13. Par suite, les sociétés Altice Luxembourg et Numericable-SFR ne sont pas fondées à demander l'annulation de la décision qu'elles attaquent.

14. Il résulte de ce qui précède qu'il n'y a pas lieu d'enjoindre à l'Autorité de la concurrence de supprimer la décision du 19 avril 2016 de son site internet et le communiqué de presse la diffusant.

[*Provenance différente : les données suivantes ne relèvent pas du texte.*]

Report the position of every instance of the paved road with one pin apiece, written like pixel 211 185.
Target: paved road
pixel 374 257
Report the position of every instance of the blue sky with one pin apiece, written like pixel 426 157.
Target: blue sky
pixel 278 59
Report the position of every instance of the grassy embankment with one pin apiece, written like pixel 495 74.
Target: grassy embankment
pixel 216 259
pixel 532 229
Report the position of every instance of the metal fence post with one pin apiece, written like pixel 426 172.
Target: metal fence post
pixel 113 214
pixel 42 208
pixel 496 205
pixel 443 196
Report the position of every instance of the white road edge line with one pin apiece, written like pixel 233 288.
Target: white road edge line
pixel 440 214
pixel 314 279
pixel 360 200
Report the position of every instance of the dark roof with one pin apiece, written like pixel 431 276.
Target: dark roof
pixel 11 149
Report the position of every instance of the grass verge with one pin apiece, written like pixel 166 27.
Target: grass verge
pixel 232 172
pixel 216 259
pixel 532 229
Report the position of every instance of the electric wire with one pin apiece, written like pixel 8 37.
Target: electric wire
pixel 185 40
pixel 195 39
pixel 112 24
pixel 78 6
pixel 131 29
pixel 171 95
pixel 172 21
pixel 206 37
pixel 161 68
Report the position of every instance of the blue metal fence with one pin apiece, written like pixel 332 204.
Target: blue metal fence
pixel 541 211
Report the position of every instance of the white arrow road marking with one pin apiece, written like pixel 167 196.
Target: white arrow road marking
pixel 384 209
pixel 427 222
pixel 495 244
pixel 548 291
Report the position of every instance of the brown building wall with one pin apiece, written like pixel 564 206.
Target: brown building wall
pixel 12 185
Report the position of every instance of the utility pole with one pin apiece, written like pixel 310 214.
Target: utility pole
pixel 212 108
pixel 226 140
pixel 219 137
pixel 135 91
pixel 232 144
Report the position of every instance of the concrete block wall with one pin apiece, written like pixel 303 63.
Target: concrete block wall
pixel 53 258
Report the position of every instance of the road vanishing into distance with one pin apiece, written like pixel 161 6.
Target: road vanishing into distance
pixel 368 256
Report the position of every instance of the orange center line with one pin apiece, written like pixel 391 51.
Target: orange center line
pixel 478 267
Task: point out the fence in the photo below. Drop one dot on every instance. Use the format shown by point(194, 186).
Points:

Les dispositions de l'article L. 761-1 du Code de justice administrative font obstacle à ce qu'une somme soit mise à la charge de l'Autorité de la concurrence, qui n'est pas, dans la présente instance, la partie perdante.

DECIDE :

Article 1er : La requête des sociétés Altice Luxembourg et Numericable-SFR est rejetée.

Article 2 : La présente décision sera notifiée aux sociétés Altice Luxembourg et Numericable-SFR, et à l'Autorité de la concurrence.